Form 8-K





Washington, D.C. 20549







Pursuant to Section 13 or 15(d) of the Securities Exchange Act of 1934

November 6, 2008

Date of Report (Date of earliest event reported)



Peplin, Inc.

(Exact name of registrant as specified in its charter)


Delaware   000-53410   26-0641830
(State of Incorporation)   (Commission File Number)  

(IRS Employer

Identification Number)

6475 Christie Avenue

Emeryville, CA 94608

(Address of principal executive offices) (Zip Code)

(510) 653-9700

(Registrant’s telephone number, including area code)


(Former Name or Former Address, if Changed Since Last Report)



Check the appropriate box below if the Form 8-K filing is intended to simultaneously satisfy the filing obligation of the registrant under any of the following provisions:


¨ Written communications pursuant to Rule 425 under the Securities Act (17 CFR 230.425)


¨ Soliciting material pursuant to Rule 14a-12 under the Exchange Act (17 CFR 240.14a-12)


¨ Pre-commencement communications pursuant to Rule 14d-2(b) under the Exchange Act (17 CFR 240.14d-2(b))


¨ Pre-commencement communications pursuant to Rule 13e-4(c) under the Exchange Act (17 CFR 240.13e-4(c))




Item 5.02.    Departure of Directors or Certain Officers; Election of Directors; Appointment of Certain Officers; Compensatory Arrangements of Certain Officers.

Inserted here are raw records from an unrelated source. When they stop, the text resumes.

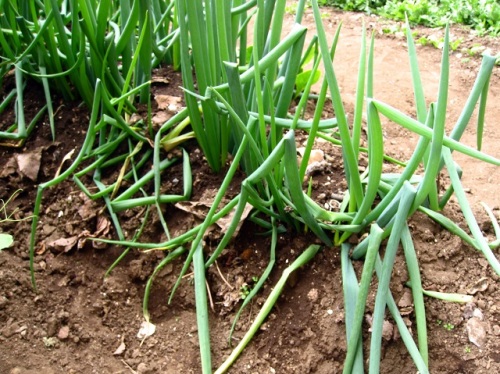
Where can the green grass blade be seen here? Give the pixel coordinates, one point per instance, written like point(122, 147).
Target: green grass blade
point(351, 165)
point(407, 198)
point(417, 292)
point(202, 310)
point(354, 340)
point(303, 259)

On November 6, 2008, the Compensation Committee of the Board of Directors of Peplin Inc., a Delaware corporation (the “Company”), issued an award of 225,000 shares of restricted stock (the “Awards”) to Thomas G. Wiggans, the Company’s Chief Executive Officer, pursuant to the Peplin, Inc. 2007 Incentive Award Plan (the “Plan”). The Awards were issued pursuant to Mr. Wiggans’ employment agreement, dated August 15, 2008, and the Restricted Stock Award Agreement, dated November 6, 2008 (the “Award Agreement”). The Awards were approved by the Company’s stockholders at the Company’s annual meeting of stockholders held on October 5, 2008. The Awards vest 25% on June 30, 2009, 25% on June 30, 2010, and 50% on June 30, 2011, if Mr. Wiggans continues to serve as the Company’s Chief Executive Officer through such dates. The Awards will also vest in full on the first day during Mr. Wiggans’ employment if the volume-weighted average price per share of the Company’s common stock is equal to or greater then $15.00 for twenty consecutive trading days. The Award Agreement is filed as Exhibit 10.1 hereto and is incorporated by reference herein. The foregoing summary is qualified in its entirety by the terms of the Award Agreement.

Item 9.01. Financial Statements and Exhibits.


(d) Exhibits

10.1    Restricted Stock Award Agreement, dated November 6, 2008.


Pursuant to the requirements of the Securities Exchange Act of 1934, the registrant has duly caused this report to be signed on its behalf by the undersigned hereunto duly authorized.


   By: /s/ David J.B. Smith
   Name: David J.B. Smith
Date: November 12, 2008    Title: Chief Financial Officer

Exhibit 10.1    Restricted Stock Award Agreement, dated November 6, 2008.